How to happily perish

Benjamim Maack wrote an interesting article on the work of Heinz Rühmann during Nazi Germany, to be read at SPIEGEL online from January 28th 2009.1

65 years ago, on January 28th 1944, the movie Feuerzangenbowle was premiered in Berlin.2  This funny comedy that would later became a cult film for pupils and students alike, was nearly forbidden: Nazi Minster of Science, Education and National Culture (ReichserziehungsministerBernhard Rust saw it to undermine the authority of schools and teaching staff. Heinz Rühmann, well-known and popular main actor of this and many more movies, went to the Wolfsschanze, Hitler’s headquarters. After Göring assured the movie would be funny, Hitler ordered it to be shown to the German people.

But I am not talking about this anecdote of a comedian (and neither about the congenial title, that is unfortunately untranslatable)3. Rather the author describes the difficult relation between an artist in a tyranny: when does the artistic work stop, when does the artis become a follower, if not an active collaborator? Did Rühmann really support the Germans’ morale so much that they continued to fight and to bear war and dictatorship – or is such an assumption overestimating the power of propaganda? Could he save members of his staff to be sent to the front, or shouldn’t he have emigrated?

All these questions Rühmann had to face by himself.

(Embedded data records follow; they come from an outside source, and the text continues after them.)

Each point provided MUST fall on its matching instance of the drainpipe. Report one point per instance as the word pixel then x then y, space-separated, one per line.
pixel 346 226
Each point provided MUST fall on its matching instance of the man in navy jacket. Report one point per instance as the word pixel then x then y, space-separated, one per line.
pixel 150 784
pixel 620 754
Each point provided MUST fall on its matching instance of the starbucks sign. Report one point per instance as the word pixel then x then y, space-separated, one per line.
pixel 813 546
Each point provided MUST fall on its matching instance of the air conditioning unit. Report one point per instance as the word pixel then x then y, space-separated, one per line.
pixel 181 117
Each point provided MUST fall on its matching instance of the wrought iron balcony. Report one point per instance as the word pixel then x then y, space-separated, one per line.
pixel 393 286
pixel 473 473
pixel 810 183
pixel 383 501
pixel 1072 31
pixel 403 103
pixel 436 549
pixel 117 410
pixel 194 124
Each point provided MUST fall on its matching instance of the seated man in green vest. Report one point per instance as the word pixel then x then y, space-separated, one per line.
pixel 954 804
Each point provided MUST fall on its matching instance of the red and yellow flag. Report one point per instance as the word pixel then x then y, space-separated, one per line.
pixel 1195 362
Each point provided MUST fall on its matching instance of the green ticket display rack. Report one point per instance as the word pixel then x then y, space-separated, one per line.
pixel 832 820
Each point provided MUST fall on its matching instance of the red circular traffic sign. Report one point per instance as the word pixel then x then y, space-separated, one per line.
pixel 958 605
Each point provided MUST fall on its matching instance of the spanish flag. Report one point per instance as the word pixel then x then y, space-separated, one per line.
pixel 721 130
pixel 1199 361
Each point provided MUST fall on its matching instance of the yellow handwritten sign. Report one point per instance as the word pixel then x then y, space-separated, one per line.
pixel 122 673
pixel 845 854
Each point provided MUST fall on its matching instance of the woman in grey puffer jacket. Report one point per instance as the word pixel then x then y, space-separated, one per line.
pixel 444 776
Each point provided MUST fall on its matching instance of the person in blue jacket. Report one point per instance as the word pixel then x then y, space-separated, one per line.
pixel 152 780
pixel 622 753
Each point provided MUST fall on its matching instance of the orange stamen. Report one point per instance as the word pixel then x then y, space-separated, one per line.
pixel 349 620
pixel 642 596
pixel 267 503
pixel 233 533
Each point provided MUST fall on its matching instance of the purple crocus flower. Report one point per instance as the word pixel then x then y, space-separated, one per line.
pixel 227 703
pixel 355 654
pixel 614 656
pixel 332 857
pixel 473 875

There are no easy answers, however, especially not from the moral high ground of those who were happily born late.

  1. Heinz Rühmann was one of the most popular German actors ever.
  2. Feuerzangenbowle, literally “Fire-tongs punch” was a traditional alcoholic drink of the German student fraternities. If you want to know more about the drink: here we go.
  3. The title “(M)Untergang” is a combination of “downfall” (Untergang), referring not the least to the movie about Hitler’s last days, but adding an “m” it literally means “jolly walk” (there is no such word in German).